Scaffolding went up during the revitalization of Lyndon B. Johnson Apartments on Erie Street, where some subcontractors missed hiring goals.

Fourteen subcontractors on a $32.5 million project to renovate a public housing project in Cambridgeport didn’t meet goals to hire nonwhite and women workers, but because of administrative missteps they won’t be penalized.

The Cambridge Housing Authority will pay the companies $79,600 it was withholding because of failure to meet the requirements, a move approved by the authority board at its Tuesday meeting.

The mistakes occurred after the general contractor on the Lyndon B. Johnson Apartments redevelopment on Erie Street, Skanska USA Building, took over monitoring of compliance. An authority employee had overseen the requirements during the first half of the project, but she left and Skanska assumed the job.

“Unfortunately, CHA did not fully review” Skanska’s work “and subsequently discovered that the data was not properly recorded for each [subcontractor],” a memo to the authority board said. Some companies “were overpenalized” and others were not properly notified of their noncompliance so they could try to achieve the goals.

Forgiving the penalties “is the only way to be fair to all the subcontractors involved in the program and to maintain the integrity of our [Equal Employment Opportunity] program,” the memo said.

From now on the authority will do the monitoring in-house, Deputy Executive Director Michael Johnston said.

Missed goals

Subcontractors were required to try to employ nonwhite workers for at least 20 percent of job hours on site, and women for 10 percent. A report provided by the authority showed that of the five companies with the most hours, four exceeded the goal for minority workers and three for women employees. Two met both goals – a roofing contractor and an electrical contractor.

One of the top five companies, a heating, ventilation and air conditioning contractor, did not meet either goal, with only 2 percent of 10,230 worker hours going to nonwhites and none to women.

A total of 32 companies worked on the project. Of those, a dozen did not employ any minority or female workers, according to the authority. Most of those subcontractors had less than 1,000 labor hours; one, a sheet metal firm, accounted for 3,395 hours.

Because of the compliance by the larger firms, more than 29 percent of the hours on the job site went to minority workers and more than 5 percent to women.

It’s not unusual for the authority to waive penalties or exempt companies from the requirements. Johnston said that of 30 contracts since 2010 that were subject to the requirement, only four companies fully met the goal. Of the 26 that didn’t comply, nine weren’t penalized, six were exempted and 11 paid a total of $156,000 in penalties.

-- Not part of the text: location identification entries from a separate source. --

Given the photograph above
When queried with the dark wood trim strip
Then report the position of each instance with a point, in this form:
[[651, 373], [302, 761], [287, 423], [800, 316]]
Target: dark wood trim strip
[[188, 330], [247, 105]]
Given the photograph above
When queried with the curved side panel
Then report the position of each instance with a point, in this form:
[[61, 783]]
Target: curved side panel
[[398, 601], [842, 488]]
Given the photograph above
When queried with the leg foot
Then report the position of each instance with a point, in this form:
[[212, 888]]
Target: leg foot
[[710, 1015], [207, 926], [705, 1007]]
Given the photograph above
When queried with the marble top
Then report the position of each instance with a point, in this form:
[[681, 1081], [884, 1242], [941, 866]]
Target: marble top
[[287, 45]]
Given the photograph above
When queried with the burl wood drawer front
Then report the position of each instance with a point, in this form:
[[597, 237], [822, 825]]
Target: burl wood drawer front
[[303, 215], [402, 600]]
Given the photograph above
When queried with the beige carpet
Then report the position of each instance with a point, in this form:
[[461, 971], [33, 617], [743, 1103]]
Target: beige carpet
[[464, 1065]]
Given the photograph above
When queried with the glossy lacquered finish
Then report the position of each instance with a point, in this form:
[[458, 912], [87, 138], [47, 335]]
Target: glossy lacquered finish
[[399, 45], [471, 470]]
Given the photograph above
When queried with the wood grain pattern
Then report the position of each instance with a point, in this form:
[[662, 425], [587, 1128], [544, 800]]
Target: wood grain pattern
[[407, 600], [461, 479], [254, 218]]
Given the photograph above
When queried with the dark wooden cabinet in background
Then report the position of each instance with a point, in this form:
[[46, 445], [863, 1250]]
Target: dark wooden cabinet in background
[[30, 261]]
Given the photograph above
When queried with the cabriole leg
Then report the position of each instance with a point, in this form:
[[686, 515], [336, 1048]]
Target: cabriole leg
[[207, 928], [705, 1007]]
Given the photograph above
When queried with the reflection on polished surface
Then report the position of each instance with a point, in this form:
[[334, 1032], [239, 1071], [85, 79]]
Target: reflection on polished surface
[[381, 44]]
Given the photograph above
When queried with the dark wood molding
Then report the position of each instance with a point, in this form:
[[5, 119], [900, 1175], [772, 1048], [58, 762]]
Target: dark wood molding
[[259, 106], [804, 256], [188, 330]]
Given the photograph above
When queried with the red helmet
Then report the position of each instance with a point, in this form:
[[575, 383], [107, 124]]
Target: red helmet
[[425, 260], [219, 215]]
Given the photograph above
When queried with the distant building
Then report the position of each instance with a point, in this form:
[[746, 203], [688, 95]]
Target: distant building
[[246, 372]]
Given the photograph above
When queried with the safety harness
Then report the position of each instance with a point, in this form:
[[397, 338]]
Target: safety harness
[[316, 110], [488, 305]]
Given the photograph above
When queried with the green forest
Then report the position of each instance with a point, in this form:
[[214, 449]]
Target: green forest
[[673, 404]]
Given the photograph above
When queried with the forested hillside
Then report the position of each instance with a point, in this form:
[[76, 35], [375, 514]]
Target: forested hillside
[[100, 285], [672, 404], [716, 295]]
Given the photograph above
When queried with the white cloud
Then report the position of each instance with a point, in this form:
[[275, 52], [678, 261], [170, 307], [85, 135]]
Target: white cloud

The wholesale forgiveness of subcontractors on the LBJ project, though, is “a one-time exception,” he said.

“Bottom line, we place a high priority on these goals,” Johnston said.

Companies aren’t docked if they can show they made “good faith efforts” to meet the goals, Johnston said. They may be exempted if they employ only one construction trade, have fewer than two employees on site, were hired on an emergency basis or have a contract worth less than $50,000, he said.